Cuba’s “Golden Age” of economic prosperity from 1970 to 1986 or so was one of Soviet economic Orthodoxy under-girded by massive Soviet subsidization. This subsidization of the Cuban economy occurred mainly through the pricing of merchandise trade products. The USSR paid a ruble price for its sugar imports from Cuban that was a multiple of the prevailing world price at official exchange rates for many years. At the same time, Cuba paid a price that was below the prevailing market price for its petroleum imports from the USSR. The accompanying chart, derived from the work of William Leogrande, and J. M. Thomas illustrates the magnitudes of the assistance. My own quantitative estimates placed the value of this subsidization at around 23% to over 36% of National Income in the 1980 to 1987 period. (See the Table at the bottom of this note for the detail of the calculations.)
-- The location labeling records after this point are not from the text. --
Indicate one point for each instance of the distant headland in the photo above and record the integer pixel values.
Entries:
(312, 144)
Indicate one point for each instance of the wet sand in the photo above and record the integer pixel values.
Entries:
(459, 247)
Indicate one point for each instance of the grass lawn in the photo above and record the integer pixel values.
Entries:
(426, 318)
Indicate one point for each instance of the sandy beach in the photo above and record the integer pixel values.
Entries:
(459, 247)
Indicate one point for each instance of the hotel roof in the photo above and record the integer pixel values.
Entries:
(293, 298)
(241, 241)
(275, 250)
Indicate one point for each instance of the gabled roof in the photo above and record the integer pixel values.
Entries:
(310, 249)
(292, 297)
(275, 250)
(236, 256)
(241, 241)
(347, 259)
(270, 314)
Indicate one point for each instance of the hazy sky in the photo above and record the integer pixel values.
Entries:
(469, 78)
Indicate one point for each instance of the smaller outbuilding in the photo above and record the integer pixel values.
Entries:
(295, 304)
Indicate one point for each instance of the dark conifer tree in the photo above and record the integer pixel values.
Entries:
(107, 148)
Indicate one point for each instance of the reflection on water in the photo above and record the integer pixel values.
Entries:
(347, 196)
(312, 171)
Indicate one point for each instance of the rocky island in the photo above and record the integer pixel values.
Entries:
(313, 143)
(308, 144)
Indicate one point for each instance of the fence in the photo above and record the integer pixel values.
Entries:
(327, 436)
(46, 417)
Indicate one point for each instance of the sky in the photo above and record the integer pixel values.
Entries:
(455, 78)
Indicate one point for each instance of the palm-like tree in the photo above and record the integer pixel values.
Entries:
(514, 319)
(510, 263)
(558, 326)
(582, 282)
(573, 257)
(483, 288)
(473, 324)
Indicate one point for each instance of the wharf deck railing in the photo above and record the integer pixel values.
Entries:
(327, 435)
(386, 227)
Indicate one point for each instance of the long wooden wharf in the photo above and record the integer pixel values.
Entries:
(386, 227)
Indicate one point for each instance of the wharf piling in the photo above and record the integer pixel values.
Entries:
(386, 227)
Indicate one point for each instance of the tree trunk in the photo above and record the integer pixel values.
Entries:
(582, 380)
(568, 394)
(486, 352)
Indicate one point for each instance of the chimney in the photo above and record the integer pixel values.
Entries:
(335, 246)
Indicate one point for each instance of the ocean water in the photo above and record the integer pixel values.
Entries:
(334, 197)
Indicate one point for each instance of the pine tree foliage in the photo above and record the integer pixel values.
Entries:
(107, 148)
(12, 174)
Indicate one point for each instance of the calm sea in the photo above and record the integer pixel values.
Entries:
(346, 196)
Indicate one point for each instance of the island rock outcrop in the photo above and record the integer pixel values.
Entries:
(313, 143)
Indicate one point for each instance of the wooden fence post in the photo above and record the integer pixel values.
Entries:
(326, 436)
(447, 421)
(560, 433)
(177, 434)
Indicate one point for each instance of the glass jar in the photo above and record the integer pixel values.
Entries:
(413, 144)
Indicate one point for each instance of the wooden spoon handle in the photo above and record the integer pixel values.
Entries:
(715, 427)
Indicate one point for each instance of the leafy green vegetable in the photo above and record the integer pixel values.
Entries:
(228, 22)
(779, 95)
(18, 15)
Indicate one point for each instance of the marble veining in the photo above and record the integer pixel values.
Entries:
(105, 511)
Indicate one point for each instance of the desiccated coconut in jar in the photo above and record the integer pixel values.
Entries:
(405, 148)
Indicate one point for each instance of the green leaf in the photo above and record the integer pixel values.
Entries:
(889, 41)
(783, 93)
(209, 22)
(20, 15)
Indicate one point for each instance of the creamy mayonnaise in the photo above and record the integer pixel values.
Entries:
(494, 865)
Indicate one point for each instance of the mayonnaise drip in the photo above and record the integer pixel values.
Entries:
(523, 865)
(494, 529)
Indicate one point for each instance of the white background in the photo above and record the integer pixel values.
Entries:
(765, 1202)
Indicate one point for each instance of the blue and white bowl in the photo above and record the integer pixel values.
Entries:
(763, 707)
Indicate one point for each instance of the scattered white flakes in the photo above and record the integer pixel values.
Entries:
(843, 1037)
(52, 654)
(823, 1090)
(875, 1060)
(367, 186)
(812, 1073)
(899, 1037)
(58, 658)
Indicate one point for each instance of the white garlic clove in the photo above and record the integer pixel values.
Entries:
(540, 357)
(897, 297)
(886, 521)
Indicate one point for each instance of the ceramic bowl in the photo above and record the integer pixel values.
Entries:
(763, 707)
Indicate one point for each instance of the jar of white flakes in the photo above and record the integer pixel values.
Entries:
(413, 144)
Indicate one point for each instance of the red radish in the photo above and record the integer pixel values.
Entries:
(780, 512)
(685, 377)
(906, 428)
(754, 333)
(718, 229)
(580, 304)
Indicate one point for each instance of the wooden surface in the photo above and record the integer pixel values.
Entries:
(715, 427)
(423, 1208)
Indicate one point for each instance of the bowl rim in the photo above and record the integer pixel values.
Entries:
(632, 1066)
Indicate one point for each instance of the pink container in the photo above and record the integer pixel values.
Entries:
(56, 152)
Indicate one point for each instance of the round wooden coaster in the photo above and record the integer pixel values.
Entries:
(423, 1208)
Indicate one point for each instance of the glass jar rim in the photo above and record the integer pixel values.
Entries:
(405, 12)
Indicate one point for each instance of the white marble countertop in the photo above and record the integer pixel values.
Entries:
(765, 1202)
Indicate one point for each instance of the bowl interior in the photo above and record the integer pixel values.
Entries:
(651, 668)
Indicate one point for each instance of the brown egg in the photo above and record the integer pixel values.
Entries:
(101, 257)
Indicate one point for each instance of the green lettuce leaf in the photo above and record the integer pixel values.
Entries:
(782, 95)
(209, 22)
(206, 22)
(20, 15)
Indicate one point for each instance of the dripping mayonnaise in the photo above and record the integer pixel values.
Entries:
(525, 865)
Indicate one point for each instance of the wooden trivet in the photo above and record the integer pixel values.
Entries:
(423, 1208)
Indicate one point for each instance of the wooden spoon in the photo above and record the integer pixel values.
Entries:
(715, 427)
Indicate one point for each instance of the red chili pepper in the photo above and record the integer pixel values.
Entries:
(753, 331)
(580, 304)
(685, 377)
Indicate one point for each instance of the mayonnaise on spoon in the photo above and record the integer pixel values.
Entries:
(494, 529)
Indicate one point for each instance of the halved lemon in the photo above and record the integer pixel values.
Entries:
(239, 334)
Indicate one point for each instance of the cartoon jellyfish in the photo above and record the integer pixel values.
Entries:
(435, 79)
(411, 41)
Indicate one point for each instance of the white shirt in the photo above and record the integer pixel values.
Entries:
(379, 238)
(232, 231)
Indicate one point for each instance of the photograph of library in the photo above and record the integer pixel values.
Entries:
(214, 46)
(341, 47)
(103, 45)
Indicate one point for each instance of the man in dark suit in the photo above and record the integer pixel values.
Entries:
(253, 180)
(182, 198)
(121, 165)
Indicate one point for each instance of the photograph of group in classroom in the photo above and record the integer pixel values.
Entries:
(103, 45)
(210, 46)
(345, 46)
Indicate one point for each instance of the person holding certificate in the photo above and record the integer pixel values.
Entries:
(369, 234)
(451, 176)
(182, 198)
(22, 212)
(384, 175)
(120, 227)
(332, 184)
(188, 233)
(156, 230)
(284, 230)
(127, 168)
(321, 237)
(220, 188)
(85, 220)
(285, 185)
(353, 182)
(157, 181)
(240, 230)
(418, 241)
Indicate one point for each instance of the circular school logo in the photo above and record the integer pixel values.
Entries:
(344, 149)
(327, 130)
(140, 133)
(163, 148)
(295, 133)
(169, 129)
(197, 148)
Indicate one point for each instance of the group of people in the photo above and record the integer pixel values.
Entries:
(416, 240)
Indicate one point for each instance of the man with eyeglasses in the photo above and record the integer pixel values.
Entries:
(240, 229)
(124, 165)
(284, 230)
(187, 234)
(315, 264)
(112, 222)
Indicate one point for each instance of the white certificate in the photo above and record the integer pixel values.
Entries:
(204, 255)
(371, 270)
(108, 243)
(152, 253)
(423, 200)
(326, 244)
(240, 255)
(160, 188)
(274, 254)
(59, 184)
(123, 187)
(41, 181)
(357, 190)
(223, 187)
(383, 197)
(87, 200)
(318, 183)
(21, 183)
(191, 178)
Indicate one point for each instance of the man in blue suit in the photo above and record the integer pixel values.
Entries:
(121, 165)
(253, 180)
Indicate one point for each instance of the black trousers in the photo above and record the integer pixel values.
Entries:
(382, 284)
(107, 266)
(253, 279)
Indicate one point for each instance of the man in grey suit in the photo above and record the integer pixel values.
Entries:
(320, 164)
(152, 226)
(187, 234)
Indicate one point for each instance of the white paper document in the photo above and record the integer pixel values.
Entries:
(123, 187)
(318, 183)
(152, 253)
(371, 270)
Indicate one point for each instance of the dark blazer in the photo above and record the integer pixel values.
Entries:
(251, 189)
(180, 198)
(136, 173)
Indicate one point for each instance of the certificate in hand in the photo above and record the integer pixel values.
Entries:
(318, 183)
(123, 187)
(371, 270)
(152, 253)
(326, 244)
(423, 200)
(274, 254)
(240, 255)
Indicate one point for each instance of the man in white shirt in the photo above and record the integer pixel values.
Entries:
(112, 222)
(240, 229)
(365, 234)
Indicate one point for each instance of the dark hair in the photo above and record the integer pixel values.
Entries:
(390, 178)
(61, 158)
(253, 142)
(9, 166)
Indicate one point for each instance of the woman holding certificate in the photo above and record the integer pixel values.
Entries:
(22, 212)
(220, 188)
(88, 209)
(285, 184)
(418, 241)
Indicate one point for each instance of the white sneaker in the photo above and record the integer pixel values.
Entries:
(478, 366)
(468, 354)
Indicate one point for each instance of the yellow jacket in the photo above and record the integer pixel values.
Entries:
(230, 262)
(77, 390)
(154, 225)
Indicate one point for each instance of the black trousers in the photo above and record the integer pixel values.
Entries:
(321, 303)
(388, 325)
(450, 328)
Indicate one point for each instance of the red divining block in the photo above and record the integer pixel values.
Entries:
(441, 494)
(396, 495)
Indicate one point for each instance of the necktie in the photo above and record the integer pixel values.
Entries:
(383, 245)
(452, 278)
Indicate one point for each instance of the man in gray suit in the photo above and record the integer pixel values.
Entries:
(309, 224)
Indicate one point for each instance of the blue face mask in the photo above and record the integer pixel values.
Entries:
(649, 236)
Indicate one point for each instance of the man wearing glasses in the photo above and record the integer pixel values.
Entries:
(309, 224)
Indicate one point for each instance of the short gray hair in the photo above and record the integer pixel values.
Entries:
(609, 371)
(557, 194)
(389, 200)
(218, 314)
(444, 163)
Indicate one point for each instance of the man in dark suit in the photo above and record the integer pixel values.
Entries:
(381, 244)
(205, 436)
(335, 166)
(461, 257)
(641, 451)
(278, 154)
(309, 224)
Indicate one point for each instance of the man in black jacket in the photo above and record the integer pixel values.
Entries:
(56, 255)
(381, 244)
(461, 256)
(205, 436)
When economic stagnation set in 1985, Fidel designed the “Rectification Process” which was supposed to correct previous errors, re-centralize and de-marketize the economy and reignite economic expansion. This also failed.
Then with the termination of Soviet subsidies came the economic melt-down and the “Special Period in Time of Peace”. The latter in fact is not “special” but instead is the real world. In the “Special Period” the expansion of 2004 to 2008 is in large part due to the special relationship with Venezuela and the subsidization that this has produced. President Chávez supports Cuba through low-cost oil exports to Cuba, export and investment credits, and generous foreign exchange payments for Cuban exports of medical services.
In summary, the various development models and approaches that have dominated in Cuba have been Fidel’s personal models. Fidel Castro is correct in stating that they don’t work anymore. However, they have never worked.
Source:
Ritter, Archibald R. M. “The Cuban Economy inb the 1990s: External Challenges and Policy Imperatives.” Journal of Interamerican Studies and World Affairs, 32:3; Fall, 1990.